= F. Gregory Gause III =

F. Gregory Gause III is the John H. Lindsey ’44 Chair, Professor of International Affairs and Head of the International Affairs Department at the Bush School of Government and Public Service at Texas A&M. His specialty is the international politics in the Middle East

He received A.B. in Politics from St. Joseph's University in 1980 and his Phd from Harvard University in 1987 .

He was previously affiliated with Columbia University (1987-1995) and University of Vermont (1995 to 2014). He served as a Non-Resident Senior Fellow at the Brookings Doha Center (2012-2015); Fellow for Arab and Islamic Studies at the Council on Foreign Relations (1993-1994); Kuwait Foundation Visiting Professor of International Affairs at the Kennedy School of Government (2009-2010); and Fulbright Scholar at the American University in Kuwait (2009). He was appointed to his chair at Texas A&M in 2014.
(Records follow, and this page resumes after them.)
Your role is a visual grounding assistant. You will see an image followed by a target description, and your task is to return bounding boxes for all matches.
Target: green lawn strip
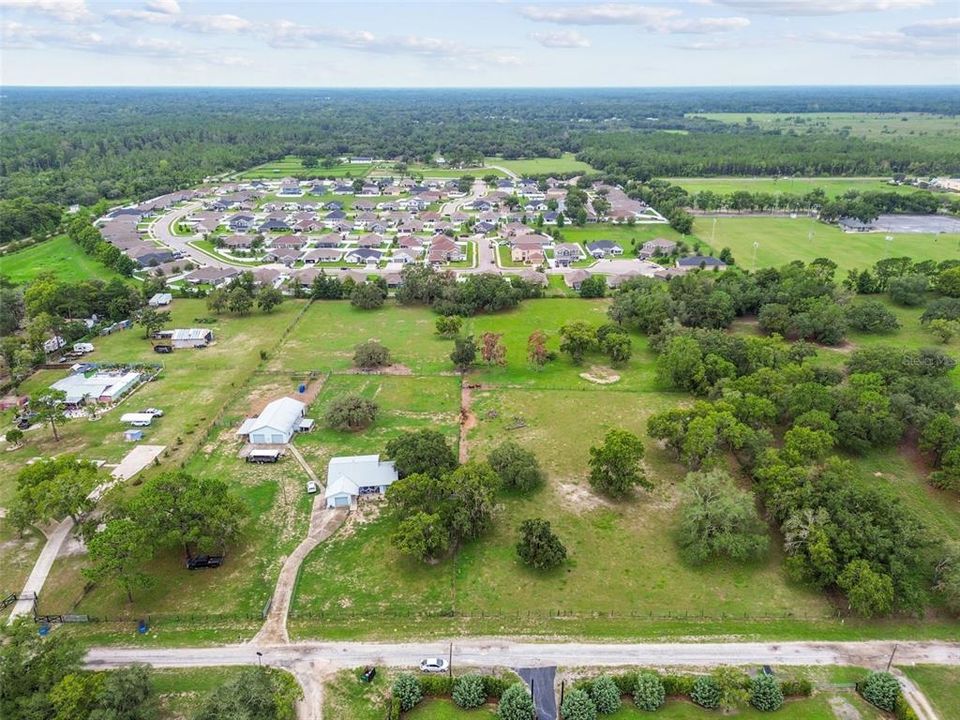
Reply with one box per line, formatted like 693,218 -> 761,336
0,235 -> 123,284
693,216 -> 960,278
900,665 -> 960,720
664,177 -> 924,198
483,153 -> 595,176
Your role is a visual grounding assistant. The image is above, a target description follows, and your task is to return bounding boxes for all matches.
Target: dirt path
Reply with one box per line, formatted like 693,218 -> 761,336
459,382 -> 477,465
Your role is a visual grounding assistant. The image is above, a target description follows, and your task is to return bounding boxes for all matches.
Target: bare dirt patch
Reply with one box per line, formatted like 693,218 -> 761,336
580,365 -> 620,385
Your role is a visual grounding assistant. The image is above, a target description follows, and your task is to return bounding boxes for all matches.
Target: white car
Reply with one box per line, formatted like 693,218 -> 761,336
420,658 -> 447,672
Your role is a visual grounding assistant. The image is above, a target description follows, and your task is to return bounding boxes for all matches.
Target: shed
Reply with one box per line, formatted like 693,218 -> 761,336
237,397 -> 307,445
324,455 -> 398,508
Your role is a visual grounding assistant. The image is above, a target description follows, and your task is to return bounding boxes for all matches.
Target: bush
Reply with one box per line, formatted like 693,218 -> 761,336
589,675 -> 620,715
453,673 -> 487,710
497,683 -> 534,720
353,340 -> 390,370
660,675 -> 696,697
780,678 -> 813,697
857,672 -> 900,712
750,675 -> 783,712
560,690 -> 597,720
420,674 -> 453,697
633,673 -> 667,711
393,673 -> 423,712
690,675 -> 721,710
325,394 -> 380,430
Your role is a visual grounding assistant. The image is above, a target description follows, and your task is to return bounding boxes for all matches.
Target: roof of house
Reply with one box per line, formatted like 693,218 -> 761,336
237,397 -> 307,435
324,455 -> 397,498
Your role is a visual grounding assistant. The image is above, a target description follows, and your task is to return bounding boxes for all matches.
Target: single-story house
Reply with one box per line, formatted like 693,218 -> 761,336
237,397 -> 307,445
324,455 -> 398,508
587,240 -> 623,258
50,371 -> 140,407
154,328 -> 213,348
637,238 -> 677,260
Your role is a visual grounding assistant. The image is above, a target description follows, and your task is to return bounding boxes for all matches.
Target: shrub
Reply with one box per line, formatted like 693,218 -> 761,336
560,690 -> 597,720
857,672 -> 900,712
633,673 -> 667,711
750,675 -> 783,712
660,675 -> 696,697
353,340 -> 390,370
780,678 -> 813,697
326,394 -> 380,430
589,675 -> 620,715
420,674 -> 453,697
393,673 -> 423,712
453,673 -> 487,710
497,683 -> 534,720
690,675 -> 721,710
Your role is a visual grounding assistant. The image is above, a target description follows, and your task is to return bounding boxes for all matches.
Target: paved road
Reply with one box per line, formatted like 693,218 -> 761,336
86,638 -> 960,718
516,665 -> 557,720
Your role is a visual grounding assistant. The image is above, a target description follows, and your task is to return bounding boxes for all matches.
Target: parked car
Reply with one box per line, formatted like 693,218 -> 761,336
187,555 -> 223,570
420,658 -> 447,672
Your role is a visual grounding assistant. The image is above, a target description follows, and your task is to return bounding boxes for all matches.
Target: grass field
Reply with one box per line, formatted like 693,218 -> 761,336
900,665 -> 960,718
664,177 -> 925,198
696,113 -> 960,152
0,235 -> 123,284
693,217 -> 960,273
239,155 -> 374,180
483,153 -> 595,176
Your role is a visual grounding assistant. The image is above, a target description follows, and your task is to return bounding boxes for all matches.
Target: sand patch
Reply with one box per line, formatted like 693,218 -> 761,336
580,365 -> 620,385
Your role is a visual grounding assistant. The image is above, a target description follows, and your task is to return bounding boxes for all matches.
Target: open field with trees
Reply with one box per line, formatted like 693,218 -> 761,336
0,235 -> 121,284
483,153 -> 594,177
694,215 -> 960,271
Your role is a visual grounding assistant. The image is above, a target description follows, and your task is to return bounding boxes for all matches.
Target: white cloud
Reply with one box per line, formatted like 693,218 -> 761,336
810,30 -> 957,57
146,0 -> 180,15
520,3 -> 750,33
268,20 -> 520,68
520,3 -> 681,27
0,0 -> 93,23
901,17 -> 960,38
530,30 -> 590,48
714,0 -> 933,17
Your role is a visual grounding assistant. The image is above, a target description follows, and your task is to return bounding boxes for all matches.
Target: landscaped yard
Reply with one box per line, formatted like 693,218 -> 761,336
483,153 -> 595,176
693,216 -> 960,277
0,235 -> 123,284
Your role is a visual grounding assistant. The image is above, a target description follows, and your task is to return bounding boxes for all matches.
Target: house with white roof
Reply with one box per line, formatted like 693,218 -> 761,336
237,397 -> 312,445
324,455 -> 398,508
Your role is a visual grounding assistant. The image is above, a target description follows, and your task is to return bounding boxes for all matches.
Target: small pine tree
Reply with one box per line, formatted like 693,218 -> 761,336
453,673 -> 487,710
393,673 -> 423,712
690,675 -> 721,710
858,672 -> 900,712
590,675 -> 620,715
750,675 -> 783,712
560,690 -> 597,720
633,673 -> 666,712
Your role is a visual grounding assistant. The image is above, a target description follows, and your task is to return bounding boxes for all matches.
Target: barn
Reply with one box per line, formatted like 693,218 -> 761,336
237,397 -> 307,445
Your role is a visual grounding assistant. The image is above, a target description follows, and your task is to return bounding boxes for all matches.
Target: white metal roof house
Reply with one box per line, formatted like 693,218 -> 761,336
324,455 -> 397,508
237,398 -> 307,445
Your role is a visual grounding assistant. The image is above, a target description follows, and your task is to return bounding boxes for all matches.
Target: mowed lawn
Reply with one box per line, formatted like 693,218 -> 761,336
900,665 -> 960,718
665,177 -> 925,198
240,155 -> 373,180
693,216 -> 960,278
0,235 -> 123,284
483,153 -> 595,176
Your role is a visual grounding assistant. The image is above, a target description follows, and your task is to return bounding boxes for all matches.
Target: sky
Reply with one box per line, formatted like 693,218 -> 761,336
0,0 -> 960,87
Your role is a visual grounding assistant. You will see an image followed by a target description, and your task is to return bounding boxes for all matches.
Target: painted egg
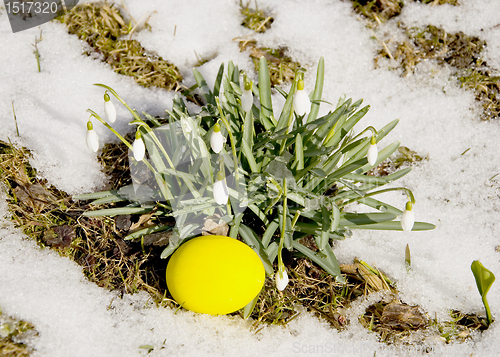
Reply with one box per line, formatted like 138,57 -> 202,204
167,236 -> 266,315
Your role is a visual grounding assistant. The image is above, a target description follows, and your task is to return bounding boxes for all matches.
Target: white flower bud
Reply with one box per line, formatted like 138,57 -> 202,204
104,93 -> 116,123
241,82 -> 253,113
132,131 -> 146,161
86,120 -> 99,152
401,202 -> 415,232
210,124 -> 224,154
213,171 -> 229,205
293,79 -> 311,116
367,136 -> 378,166
275,269 -> 288,291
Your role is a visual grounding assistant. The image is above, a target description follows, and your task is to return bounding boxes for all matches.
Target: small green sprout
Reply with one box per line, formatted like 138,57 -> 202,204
405,244 -> 411,272
470,260 -> 495,325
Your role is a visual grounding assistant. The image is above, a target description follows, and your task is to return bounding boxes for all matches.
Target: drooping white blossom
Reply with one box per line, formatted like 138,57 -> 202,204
210,124 -> 224,154
401,202 -> 415,232
241,82 -> 253,113
86,120 -> 99,152
367,136 -> 378,166
275,267 -> 288,291
104,93 -> 116,123
293,79 -> 311,116
213,171 -> 229,205
132,134 -> 146,161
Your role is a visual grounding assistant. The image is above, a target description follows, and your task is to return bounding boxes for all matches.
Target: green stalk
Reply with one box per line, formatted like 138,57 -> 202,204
338,187 -> 415,208
278,178 -> 287,271
215,97 -> 239,178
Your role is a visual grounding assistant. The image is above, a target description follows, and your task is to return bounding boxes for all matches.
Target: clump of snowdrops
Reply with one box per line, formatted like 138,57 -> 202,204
76,58 -> 434,312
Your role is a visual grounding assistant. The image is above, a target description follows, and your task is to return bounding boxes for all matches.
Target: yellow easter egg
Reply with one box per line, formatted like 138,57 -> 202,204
167,236 -> 265,315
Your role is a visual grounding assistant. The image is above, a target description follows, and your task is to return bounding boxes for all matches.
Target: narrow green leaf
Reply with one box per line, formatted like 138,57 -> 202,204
262,219 -> 279,248
310,168 -> 328,178
259,56 -> 274,130
295,134 -> 304,170
214,62 -> 224,96
243,110 -> 255,150
470,260 -> 495,296
340,212 -> 396,228
266,242 -> 279,264
241,139 -> 260,173
193,68 -> 216,105
307,57 -> 325,123
275,77 -> 297,132
349,221 -> 436,231
324,105 -> 370,147
293,240 -> 341,277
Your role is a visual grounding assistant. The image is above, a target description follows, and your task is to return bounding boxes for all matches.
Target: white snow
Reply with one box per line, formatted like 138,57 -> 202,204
0,0 -> 500,357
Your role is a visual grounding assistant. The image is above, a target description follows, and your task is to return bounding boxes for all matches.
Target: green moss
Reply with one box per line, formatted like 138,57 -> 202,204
240,1 -> 274,33
414,0 -> 459,6
240,41 -> 301,87
351,0 -> 404,27
375,25 -> 500,120
0,312 -> 38,357
58,3 -> 182,90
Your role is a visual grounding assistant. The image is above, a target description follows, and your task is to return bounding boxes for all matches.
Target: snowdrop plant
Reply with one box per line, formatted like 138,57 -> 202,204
86,120 -> 99,152
76,58 -> 434,316
470,260 -> 495,325
104,93 -> 116,123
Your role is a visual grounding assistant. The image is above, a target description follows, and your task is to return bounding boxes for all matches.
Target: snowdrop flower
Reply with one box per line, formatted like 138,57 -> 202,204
87,120 -> 99,152
401,201 -> 415,232
210,123 -> 224,154
275,267 -> 288,291
104,93 -> 116,123
367,136 -> 378,166
293,79 -> 311,116
241,81 -> 253,113
213,171 -> 229,205
132,130 -> 146,161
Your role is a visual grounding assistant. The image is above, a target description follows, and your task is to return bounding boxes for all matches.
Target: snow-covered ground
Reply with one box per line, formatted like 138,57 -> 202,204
0,0 -> 500,357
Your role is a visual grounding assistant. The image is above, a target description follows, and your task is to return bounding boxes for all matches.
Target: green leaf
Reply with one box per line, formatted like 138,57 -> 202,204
193,68 -> 216,105
274,81 -> 297,132
307,57 -> 325,123
310,168 -> 328,178
262,219 -> 279,248
243,110 -> 255,150
324,105 -> 370,147
340,212 -> 396,228
318,206 -> 331,251
293,240 -> 341,277
470,260 -> 495,325
241,139 -> 260,173
214,62 -> 224,95
470,260 -> 495,296
259,56 -> 274,130
349,221 -> 436,231
295,134 -> 304,170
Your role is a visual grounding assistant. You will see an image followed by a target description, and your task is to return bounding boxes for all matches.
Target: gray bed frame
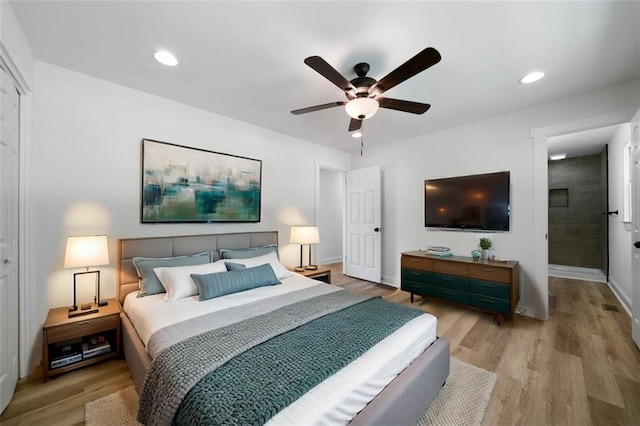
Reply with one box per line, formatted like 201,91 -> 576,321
116,231 -> 449,425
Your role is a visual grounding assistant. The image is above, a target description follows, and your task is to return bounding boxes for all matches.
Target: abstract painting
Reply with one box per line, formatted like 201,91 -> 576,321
140,139 -> 262,223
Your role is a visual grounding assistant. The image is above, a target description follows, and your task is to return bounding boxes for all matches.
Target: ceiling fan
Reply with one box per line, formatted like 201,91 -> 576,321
291,47 -> 441,132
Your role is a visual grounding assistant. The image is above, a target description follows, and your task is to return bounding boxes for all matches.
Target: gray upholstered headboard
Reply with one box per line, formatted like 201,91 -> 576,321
116,231 -> 278,304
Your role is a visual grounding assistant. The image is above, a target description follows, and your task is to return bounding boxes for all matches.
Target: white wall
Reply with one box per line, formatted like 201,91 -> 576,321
609,123 -> 633,312
352,81 -> 640,319
315,168 -> 344,264
28,62 -> 350,372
Gause sits on the editorial boards of Political Science Quarterly, The Middle East Journal, the Journal of Arabian Studies, and Cambridge Middle East Studies. He has been involved with the Association of Gulf and Arabian Peninsula Studies as a senior advisor since 2013. He is a member of the board of directors of the Arab Gulf States Institute in Washington.

==Books==
- Gause, F. Gregory. The International Relations of the Persian Gulf. Cambridge: Cambridge University Press, 2010.
- Gause, F. Gregory. Saudi-Yemeni Relations: Domestic Structures and Foreign Influence. New York: Columbia University Press, 1990. <http://catalog.hathitrust.org/api/volumes/oclc/20057203.html>.
- Gause, F. Gregory. Saudi Arabia in the New Middle East. New York: Council on Foreign Relations, 2014. <http://qut.eblib.com.au/patron/FullRecord.aspx?p=3137484>
- Gause, F. Gregory. Oil Monarchies: Domestic and Security Challenges in the Arab Gulf States. New York: Council on foreign relations Press, 2011.